Ursodeoxycholic acid (UDCA) can prevent chemical and colitis-associated colon carcinogenesis by unknown mechanism(s). One of the processes underlying the chemopreventive action could be the inhibition of proliferation by UDCA. To clarify the antiproliferative mechanism of UDCA, we used p53wt colon carcinoma cell lines HCT8 and HCT116. UDCA-induced inhibition of proliferation was reversible and was associated with a decrease of the S-phase and an increase of G1 phase population, but not with apoptosis or senescence. The treatment suppressed the expression of c-Myc protein and, as a consequence, of several cell cycle regulatory molecules, including CDK4 and CDK6. Using the HCT8 cell line as a model, we show that UDCA suppresses c-Myc at the protein level. The suppression of c-Myc alone or a simultaneous suppression of CDK4 and of CDK6 kinase is sufficient to inhibit cell proliferation. In sum, we identified c-Myc as a primary UDCA target in colon carcinoma cells. The degradation of c-Myc protein decreases the expression of the cell cycle regulators CDK4 and CDK6, which reversibly slows down the cell cycle. The suppression of these proproliferatory molecules is the likely initial mechanism of antiproliferatory action of UDCA on colon cancer cells.

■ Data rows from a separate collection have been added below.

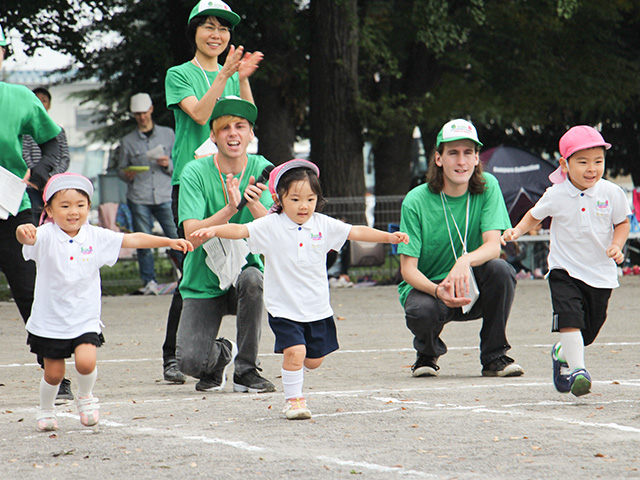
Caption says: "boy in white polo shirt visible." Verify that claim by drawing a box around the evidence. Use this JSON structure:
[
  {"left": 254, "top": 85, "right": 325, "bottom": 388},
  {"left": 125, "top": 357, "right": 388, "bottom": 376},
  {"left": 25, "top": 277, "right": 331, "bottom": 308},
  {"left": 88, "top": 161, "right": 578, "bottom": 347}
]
[{"left": 502, "top": 125, "right": 631, "bottom": 396}]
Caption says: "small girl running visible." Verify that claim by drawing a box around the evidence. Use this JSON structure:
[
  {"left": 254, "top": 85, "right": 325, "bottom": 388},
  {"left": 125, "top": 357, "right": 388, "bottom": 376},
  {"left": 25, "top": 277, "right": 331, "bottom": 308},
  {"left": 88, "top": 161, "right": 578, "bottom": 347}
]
[
  {"left": 501, "top": 125, "right": 631, "bottom": 397},
  {"left": 16, "top": 173, "right": 193, "bottom": 432},
  {"left": 193, "top": 159, "right": 409, "bottom": 420}
]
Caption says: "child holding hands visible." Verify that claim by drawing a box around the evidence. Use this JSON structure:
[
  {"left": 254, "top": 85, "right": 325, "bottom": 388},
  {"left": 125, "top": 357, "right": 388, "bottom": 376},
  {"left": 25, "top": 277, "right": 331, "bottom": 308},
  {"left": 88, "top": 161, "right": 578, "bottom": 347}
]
[
  {"left": 501, "top": 125, "right": 631, "bottom": 396},
  {"left": 193, "top": 159, "right": 409, "bottom": 420},
  {"left": 16, "top": 173, "right": 193, "bottom": 432}
]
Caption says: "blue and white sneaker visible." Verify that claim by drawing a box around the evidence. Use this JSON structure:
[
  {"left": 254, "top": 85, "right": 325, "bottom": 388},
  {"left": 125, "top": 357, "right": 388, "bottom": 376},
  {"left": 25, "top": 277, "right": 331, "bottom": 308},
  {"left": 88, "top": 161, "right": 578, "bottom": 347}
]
[
  {"left": 569, "top": 368, "right": 591, "bottom": 397},
  {"left": 551, "top": 343, "right": 571, "bottom": 393}
]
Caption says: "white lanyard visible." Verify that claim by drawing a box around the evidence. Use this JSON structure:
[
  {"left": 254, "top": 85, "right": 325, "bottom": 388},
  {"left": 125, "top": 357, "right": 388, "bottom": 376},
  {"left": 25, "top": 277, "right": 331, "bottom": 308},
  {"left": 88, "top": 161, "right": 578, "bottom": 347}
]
[
  {"left": 193, "top": 57, "right": 211, "bottom": 88},
  {"left": 440, "top": 192, "right": 471, "bottom": 261}
]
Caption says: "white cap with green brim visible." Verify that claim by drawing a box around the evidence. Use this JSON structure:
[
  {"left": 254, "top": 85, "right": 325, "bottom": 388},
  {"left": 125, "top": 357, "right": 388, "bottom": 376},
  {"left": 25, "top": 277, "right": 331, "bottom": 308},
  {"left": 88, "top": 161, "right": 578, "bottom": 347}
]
[
  {"left": 187, "top": 0, "right": 240, "bottom": 27},
  {"left": 436, "top": 118, "right": 482, "bottom": 148}
]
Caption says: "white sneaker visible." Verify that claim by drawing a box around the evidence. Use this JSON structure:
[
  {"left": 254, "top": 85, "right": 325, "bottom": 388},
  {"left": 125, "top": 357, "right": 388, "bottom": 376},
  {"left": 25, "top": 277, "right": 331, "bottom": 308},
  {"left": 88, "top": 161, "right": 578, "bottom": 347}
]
[{"left": 140, "top": 280, "right": 158, "bottom": 295}]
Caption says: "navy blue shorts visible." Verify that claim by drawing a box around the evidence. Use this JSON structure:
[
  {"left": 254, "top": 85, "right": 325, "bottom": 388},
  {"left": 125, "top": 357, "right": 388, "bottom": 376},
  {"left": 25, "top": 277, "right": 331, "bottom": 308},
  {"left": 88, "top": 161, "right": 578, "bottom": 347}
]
[
  {"left": 27, "top": 332, "right": 104, "bottom": 360},
  {"left": 269, "top": 313, "right": 339, "bottom": 358},
  {"left": 549, "top": 269, "right": 611, "bottom": 346}
]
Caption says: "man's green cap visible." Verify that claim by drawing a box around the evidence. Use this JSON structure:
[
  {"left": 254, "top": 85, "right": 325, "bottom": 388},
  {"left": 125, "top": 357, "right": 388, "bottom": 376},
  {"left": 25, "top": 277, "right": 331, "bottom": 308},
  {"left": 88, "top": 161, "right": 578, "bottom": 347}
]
[
  {"left": 211, "top": 95, "right": 258, "bottom": 125},
  {"left": 436, "top": 118, "right": 482, "bottom": 148},
  {"left": 187, "top": 0, "right": 240, "bottom": 27}
]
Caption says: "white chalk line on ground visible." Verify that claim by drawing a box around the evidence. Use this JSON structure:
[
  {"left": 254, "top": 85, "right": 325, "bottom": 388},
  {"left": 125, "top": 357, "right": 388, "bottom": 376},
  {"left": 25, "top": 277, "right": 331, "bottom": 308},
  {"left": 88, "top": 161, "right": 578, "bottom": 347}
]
[
  {"left": 0, "top": 342, "right": 640, "bottom": 368},
  {"left": 51, "top": 408, "right": 440, "bottom": 478},
  {"left": 11, "top": 384, "right": 640, "bottom": 478}
]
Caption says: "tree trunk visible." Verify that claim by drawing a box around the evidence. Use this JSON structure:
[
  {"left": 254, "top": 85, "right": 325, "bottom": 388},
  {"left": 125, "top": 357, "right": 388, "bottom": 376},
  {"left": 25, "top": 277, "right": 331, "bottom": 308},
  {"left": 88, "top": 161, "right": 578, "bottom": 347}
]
[
  {"left": 373, "top": 127, "right": 413, "bottom": 196},
  {"left": 309, "top": 0, "right": 365, "bottom": 197},
  {"left": 252, "top": 82, "right": 296, "bottom": 169}
]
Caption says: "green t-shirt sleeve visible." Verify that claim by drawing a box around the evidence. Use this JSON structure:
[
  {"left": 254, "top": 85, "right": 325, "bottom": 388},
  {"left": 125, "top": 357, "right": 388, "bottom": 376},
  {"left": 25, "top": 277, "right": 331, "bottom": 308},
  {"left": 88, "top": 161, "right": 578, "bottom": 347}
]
[
  {"left": 22, "top": 92, "right": 62, "bottom": 145},
  {"left": 178, "top": 162, "right": 206, "bottom": 225},
  {"left": 480, "top": 173, "right": 511, "bottom": 233},
  {"left": 398, "top": 192, "right": 425, "bottom": 258}
]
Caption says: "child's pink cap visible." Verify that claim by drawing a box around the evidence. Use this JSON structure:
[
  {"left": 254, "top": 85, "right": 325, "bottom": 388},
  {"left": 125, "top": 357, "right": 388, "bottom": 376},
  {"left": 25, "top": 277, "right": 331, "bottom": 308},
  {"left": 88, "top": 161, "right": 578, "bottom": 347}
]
[
  {"left": 549, "top": 125, "right": 611, "bottom": 183},
  {"left": 269, "top": 158, "right": 320, "bottom": 195},
  {"left": 42, "top": 172, "right": 93, "bottom": 203}
]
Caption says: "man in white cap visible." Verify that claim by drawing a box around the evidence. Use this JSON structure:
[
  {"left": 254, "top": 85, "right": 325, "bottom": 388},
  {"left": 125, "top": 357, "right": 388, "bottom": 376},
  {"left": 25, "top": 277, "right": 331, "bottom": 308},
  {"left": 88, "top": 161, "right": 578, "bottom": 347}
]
[
  {"left": 398, "top": 119, "right": 524, "bottom": 377},
  {"left": 118, "top": 93, "right": 184, "bottom": 302},
  {"left": 0, "top": 25, "right": 73, "bottom": 400}
]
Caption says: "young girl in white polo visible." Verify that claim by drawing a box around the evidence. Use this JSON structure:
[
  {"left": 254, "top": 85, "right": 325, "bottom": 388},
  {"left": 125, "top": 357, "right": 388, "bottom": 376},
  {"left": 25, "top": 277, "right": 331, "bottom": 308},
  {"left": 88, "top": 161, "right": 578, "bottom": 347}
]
[
  {"left": 502, "top": 125, "right": 631, "bottom": 397},
  {"left": 16, "top": 173, "right": 193, "bottom": 431},
  {"left": 193, "top": 160, "right": 409, "bottom": 420}
]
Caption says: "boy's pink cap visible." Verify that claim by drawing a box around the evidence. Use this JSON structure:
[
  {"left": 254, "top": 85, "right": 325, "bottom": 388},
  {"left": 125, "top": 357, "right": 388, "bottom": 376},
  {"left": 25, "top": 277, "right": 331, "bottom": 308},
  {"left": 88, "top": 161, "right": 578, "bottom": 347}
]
[
  {"left": 549, "top": 125, "right": 611, "bottom": 183},
  {"left": 269, "top": 158, "right": 320, "bottom": 195},
  {"left": 42, "top": 172, "right": 93, "bottom": 203}
]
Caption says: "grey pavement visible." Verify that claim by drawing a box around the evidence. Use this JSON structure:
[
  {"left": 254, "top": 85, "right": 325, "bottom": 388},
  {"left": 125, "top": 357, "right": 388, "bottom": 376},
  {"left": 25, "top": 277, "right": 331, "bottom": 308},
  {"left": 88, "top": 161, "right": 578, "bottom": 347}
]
[{"left": 0, "top": 277, "right": 640, "bottom": 479}]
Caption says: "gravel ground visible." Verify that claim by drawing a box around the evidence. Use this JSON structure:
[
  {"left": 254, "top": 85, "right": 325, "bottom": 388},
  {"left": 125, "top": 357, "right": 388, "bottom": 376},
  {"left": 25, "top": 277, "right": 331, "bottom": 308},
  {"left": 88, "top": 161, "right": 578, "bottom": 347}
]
[{"left": 0, "top": 277, "right": 640, "bottom": 479}]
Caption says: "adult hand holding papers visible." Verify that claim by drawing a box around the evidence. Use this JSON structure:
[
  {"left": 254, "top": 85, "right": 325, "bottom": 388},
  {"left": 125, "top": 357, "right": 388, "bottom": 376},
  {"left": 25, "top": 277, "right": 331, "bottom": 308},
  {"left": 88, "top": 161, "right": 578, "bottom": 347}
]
[{"left": 0, "top": 167, "right": 27, "bottom": 220}]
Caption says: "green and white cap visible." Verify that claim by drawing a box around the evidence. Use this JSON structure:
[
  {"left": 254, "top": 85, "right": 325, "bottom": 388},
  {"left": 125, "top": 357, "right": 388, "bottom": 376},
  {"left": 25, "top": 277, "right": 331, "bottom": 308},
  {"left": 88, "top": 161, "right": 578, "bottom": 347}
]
[
  {"left": 436, "top": 118, "right": 482, "bottom": 148},
  {"left": 211, "top": 95, "right": 258, "bottom": 125},
  {"left": 0, "top": 25, "right": 7, "bottom": 47},
  {"left": 187, "top": 0, "right": 240, "bottom": 27}
]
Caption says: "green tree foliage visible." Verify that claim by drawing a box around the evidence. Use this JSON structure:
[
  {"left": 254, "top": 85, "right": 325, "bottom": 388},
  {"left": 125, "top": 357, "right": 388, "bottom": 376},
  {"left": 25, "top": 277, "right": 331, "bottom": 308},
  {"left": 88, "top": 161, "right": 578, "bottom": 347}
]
[{"left": 0, "top": 0, "right": 640, "bottom": 194}]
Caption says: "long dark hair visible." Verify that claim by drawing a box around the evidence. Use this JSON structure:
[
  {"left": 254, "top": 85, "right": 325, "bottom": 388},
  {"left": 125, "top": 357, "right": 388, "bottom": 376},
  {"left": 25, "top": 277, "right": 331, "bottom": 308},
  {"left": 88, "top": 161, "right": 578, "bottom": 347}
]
[
  {"left": 273, "top": 167, "right": 327, "bottom": 213},
  {"left": 185, "top": 15, "right": 233, "bottom": 54},
  {"left": 427, "top": 143, "right": 487, "bottom": 195}
]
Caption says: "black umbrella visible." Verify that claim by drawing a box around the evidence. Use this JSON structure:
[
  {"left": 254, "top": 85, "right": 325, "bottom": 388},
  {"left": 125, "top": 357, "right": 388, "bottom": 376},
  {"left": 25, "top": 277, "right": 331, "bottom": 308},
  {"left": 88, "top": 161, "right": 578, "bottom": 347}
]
[{"left": 480, "top": 145, "right": 556, "bottom": 225}]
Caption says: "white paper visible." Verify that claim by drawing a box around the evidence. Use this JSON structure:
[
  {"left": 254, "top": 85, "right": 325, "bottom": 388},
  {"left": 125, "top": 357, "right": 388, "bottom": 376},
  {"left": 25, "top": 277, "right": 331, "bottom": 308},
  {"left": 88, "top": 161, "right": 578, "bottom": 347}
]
[
  {"left": 0, "top": 167, "right": 27, "bottom": 220},
  {"left": 462, "top": 268, "right": 480, "bottom": 313},
  {"left": 147, "top": 145, "right": 165, "bottom": 162},
  {"left": 202, "top": 237, "right": 250, "bottom": 290},
  {"left": 195, "top": 138, "right": 218, "bottom": 158}
]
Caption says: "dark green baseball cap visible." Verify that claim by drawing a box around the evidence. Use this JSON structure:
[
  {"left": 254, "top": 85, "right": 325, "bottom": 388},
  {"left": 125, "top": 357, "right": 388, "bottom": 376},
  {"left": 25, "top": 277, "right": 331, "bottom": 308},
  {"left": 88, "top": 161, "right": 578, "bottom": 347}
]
[
  {"left": 211, "top": 95, "right": 258, "bottom": 125},
  {"left": 187, "top": 0, "right": 240, "bottom": 27}
]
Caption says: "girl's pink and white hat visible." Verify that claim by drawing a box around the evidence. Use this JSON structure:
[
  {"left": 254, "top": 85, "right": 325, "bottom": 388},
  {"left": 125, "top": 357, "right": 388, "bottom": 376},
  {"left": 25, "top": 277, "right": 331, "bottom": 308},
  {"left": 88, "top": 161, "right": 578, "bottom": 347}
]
[
  {"left": 269, "top": 158, "right": 320, "bottom": 195},
  {"left": 549, "top": 125, "right": 611, "bottom": 183},
  {"left": 42, "top": 172, "right": 93, "bottom": 203}
]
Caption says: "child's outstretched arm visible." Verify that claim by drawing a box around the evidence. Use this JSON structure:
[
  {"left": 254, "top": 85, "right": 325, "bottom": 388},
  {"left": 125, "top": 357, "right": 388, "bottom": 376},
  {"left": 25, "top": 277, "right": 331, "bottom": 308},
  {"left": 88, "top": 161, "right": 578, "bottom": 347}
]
[
  {"left": 500, "top": 211, "right": 542, "bottom": 245},
  {"left": 347, "top": 225, "right": 409, "bottom": 245},
  {"left": 122, "top": 232, "right": 193, "bottom": 253},
  {"left": 16, "top": 223, "right": 38, "bottom": 245},
  {"left": 191, "top": 223, "right": 249, "bottom": 240},
  {"left": 607, "top": 218, "right": 631, "bottom": 265}
]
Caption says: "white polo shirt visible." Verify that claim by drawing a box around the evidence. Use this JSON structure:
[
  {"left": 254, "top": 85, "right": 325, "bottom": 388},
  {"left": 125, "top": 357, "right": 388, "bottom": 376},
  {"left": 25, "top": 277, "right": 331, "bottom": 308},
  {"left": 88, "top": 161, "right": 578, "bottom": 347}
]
[
  {"left": 531, "top": 179, "right": 631, "bottom": 288},
  {"left": 22, "top": 223, "right": 124, "bottom": 339},
  {"left": 246, "top": 213, "right": 351, "bottom": 322}
]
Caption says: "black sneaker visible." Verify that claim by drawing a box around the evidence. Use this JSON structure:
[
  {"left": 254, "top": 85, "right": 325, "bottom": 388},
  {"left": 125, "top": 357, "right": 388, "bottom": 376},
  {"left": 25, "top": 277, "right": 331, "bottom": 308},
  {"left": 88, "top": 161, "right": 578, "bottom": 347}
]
[
  {"left": 56, "top": 378, "right": 73, "bottom": 405},
  {"left": 482, "top": 355, "right": 524, "bottom": 377},
  {"left": 411, "top": 354, "right": 440, "bottom": 377},
  {"left": 164, "top": 359, "right": 187, "bottom": 384},
  {"left": 196, "top": 338, "right": 238, "bottom": 392},
  {"left": 233, "top": 368, "right": 276, "bottom": 393}
]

Proliferation rate but not mismatch repair affects the long-term response of colon carcinoma cells to 5FU treatment

The role of mismatch repair (MMR) in the response of colon carcinoma cells to 5-fluorouracil (5FU) is not well understood. In most of the in vitro studies only short-term response was investigated. We focussed here on the influence of MMR status on the mechanism of the short- and long-term response to clinically relevant 5FU concentrations by using isogenic or semiisogenic cell line pairs expressing/nonexpressing the hMLH1 protein, an important component of the MMR system. We show that the lower survival of MMR-proficient than of MMR-deficient cells in the clonogenic survival assay is due to a more frequent early cell arrest and to subsequent senescence. By contrast, the long-term cell growth after treatment, which is also affected by long-term arrest and senescence, is independent from the MMR status. The overall effect on the long-term cell growth is a cumulative result of cell proliferation rate-dependent growth inhibition, apoptosis and necrotic cell death. The main long-term cytotoxic effect of 5FU is the inhibition of growth while apoptosis and the necrotic cell death are minor contributions.